Commercialization refers to structural and content changes in the media sphere brought about by the influence of information market factors. In journalism focused on commercial success, it is common to believe that the journalist and the press serve a certain market, while representatives of other sociocultural models of journalism declare their appeal to the citizen, public opinion, or the personality of the reader.

Under market conditions, newspaper and magazine publishing and broadcasting are increasingly becoming branches of the information industry, subject to the requirements and patterns of production “tied” to the needs of the market and to the standards of effective management and marketing.

“The American news industry is a business,” declares the American Center for Foreign Journalists2.
In “Greater Europe,” the media are also increasingly referred to as the “media industry” and journalistic works as “media products,” treating them as commodity products and journalists and the media as suppliers of goods and services to the information market.

Under the conditions of the growing commercialization of journalism and the reduction of state regulation of the media, the economic regulation of the activities of journalists and the media, carried out mainly through the market mechanism, is of crucial importance. Market pressure largely determines the priorities and “rules of the game” for the media and journalists operating in a competitive environment: they are either forced to reckon with market conditions, with the rules of marketing in order to ensure their survival and commercial success, or to build their activities entirely on the commercial exploitation of these conditions.

In a market environment with strictly competitive relations, the media and those journalistic works that can attract the attention of the greatest number of people, ensure a high rating, which is the guarantee of commercial success, stability of income from advertising publications and the measure of advertising services cost, come to the fore.

With editors and journalists gripped by a “ratings frenzy,” market demands take on the force of law. The desire to constantly achieve high ratings and maximum market coverage translates into a kind of shadow censorship – an unspoken but effective restrictive system that forces journalists to refuse to cover complex, controversial, “uncomfortable” issues simply because such publications and broadcasts are unable to attract a wide audience. This system “completely or partially covers topics and works that do not meet the expectations of the audience.
The expectations of the majority of the audience, formed by the commercial media, do not extend beyond lightweight but outwardly attractive materials oriented to the “average” consumer of information with his mediocre tastes and narrow interests, usually not beyond the problems of crime, health, sports, life of celebrities, business and entertainment. American researcher L. Bennett found that in the 1990s, the amount of criminal news in the U.S. media has increased seven-fold, although during this period crime in the country has decreased significantly. Research by T. Patterson (Harvard University), conducted since 1980, found that over the past two decades the share of news about crime, disasters, celebrities and natural anomalies in the American press and on TV has increased from 35 to 50%4. In the 1990s, statistics about the specialization of U.S. newspapers showed that 19 percent of them specialized in reporting on sports, 8 percent in crime and court cases, and 7 percent in business (by comparison, only 4 percent specialized in covering social issues, 4 percent in education and 13 percent in politics).

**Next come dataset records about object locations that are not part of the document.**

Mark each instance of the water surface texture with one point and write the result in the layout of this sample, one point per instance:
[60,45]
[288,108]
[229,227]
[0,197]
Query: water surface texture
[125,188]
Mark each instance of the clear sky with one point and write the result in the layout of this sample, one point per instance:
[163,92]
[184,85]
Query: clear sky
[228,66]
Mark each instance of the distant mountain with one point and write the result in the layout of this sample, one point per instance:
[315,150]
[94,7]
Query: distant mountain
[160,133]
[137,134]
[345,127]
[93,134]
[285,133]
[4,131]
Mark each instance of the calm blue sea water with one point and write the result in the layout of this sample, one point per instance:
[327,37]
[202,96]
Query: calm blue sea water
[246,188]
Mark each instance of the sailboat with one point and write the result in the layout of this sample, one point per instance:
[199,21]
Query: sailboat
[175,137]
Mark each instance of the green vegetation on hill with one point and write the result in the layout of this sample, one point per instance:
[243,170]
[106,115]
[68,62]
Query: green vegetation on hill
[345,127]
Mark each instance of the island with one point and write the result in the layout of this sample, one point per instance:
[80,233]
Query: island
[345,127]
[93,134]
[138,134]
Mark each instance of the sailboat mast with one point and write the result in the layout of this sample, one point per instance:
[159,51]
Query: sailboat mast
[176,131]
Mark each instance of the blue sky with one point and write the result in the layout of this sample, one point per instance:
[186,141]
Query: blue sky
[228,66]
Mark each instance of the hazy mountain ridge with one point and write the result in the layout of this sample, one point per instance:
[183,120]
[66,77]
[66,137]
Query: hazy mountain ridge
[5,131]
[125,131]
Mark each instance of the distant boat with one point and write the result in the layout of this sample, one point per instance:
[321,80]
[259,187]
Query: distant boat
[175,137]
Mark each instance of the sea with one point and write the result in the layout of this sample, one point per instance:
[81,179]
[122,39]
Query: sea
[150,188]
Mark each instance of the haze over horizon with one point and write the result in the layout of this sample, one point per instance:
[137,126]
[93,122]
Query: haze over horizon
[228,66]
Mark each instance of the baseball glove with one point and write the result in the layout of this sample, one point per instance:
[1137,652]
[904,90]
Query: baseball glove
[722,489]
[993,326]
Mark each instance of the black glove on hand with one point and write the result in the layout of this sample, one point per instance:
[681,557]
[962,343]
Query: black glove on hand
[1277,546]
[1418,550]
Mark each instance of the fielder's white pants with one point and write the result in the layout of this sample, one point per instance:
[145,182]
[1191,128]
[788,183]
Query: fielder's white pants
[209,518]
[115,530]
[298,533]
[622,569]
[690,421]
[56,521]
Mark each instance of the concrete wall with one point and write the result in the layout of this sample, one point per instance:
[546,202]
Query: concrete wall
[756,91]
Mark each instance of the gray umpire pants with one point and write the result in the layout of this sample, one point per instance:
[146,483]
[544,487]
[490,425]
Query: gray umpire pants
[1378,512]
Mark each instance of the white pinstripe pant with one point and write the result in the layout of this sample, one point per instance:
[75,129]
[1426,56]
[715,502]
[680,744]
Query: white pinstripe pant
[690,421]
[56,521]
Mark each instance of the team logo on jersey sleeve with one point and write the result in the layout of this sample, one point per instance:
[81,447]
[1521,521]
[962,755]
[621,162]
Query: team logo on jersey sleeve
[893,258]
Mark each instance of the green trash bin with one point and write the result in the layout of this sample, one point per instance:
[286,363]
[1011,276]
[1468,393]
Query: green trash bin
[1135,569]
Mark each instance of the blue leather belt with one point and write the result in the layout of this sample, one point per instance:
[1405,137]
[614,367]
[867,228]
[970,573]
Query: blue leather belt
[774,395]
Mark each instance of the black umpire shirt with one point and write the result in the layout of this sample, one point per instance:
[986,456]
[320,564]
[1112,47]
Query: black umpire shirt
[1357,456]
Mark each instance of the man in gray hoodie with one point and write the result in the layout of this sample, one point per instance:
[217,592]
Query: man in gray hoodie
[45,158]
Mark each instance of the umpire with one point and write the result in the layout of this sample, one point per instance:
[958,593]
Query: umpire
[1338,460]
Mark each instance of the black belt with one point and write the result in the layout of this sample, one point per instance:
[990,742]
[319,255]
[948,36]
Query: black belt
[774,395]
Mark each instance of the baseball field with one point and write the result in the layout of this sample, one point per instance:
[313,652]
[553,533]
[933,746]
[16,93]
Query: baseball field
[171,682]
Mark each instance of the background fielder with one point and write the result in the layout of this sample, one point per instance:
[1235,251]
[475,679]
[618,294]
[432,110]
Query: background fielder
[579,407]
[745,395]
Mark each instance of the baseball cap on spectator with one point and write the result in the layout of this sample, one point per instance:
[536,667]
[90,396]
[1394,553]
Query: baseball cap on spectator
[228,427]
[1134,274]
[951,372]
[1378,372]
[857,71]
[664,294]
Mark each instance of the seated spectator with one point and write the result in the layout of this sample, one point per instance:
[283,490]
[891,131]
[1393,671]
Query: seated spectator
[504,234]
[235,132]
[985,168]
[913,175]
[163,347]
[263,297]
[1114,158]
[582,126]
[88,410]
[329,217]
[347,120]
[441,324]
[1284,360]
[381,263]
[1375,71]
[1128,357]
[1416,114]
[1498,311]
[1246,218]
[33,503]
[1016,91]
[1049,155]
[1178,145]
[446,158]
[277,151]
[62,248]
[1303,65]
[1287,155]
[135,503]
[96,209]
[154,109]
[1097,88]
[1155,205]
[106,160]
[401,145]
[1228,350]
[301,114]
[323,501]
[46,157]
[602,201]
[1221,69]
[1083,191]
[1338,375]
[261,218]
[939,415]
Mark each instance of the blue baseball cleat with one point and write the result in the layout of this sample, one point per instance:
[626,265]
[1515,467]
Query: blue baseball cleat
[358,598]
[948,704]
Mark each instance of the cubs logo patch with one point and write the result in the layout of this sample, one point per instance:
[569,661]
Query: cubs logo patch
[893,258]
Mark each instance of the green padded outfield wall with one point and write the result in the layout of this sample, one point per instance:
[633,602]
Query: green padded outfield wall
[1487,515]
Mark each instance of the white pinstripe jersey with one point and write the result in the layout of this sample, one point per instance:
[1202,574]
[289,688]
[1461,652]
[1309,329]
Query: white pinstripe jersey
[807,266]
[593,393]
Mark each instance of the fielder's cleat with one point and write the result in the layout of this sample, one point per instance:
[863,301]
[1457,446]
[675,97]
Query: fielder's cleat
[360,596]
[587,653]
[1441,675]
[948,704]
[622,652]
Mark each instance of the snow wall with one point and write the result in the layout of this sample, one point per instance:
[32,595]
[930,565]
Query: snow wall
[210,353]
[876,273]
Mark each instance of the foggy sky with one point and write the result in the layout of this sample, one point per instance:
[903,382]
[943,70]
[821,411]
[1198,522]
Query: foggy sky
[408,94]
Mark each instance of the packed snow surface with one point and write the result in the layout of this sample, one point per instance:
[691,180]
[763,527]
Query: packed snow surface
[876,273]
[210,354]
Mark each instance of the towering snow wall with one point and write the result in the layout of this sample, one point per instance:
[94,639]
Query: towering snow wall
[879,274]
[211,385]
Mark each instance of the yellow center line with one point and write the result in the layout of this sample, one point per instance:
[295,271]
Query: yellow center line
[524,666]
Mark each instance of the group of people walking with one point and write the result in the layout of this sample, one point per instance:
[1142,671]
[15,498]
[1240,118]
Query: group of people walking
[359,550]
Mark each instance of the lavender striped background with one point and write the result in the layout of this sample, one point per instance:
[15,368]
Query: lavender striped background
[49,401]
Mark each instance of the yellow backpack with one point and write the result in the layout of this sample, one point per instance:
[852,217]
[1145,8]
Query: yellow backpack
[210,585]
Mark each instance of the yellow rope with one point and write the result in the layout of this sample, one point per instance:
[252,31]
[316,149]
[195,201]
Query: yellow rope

Critics of commercially oriented journalism, adjusted to the studied expectations and demands of the consumer, note that such adjustment eventually leads to the restriction and suppression of cognitive activity and the intellectual outlook of the audience. As a result, “unpopular” topics and layers of information that are unfamiliar to the public remain unclaimed – that is, extremely useful ideas and information that equip people with fundamentally new knowledge, expand the scope of their usual view of problems or fundamentally change their attitude to them. Such a setup significantly undermines the developmental, educational potential of mass communications, keeping the audience in a worn-out rut of standard ideas, perceptions, myths, suppressing their creative abilities, spiritual independence – that is, the qualities vital for conscious and active citizens of a democratic society.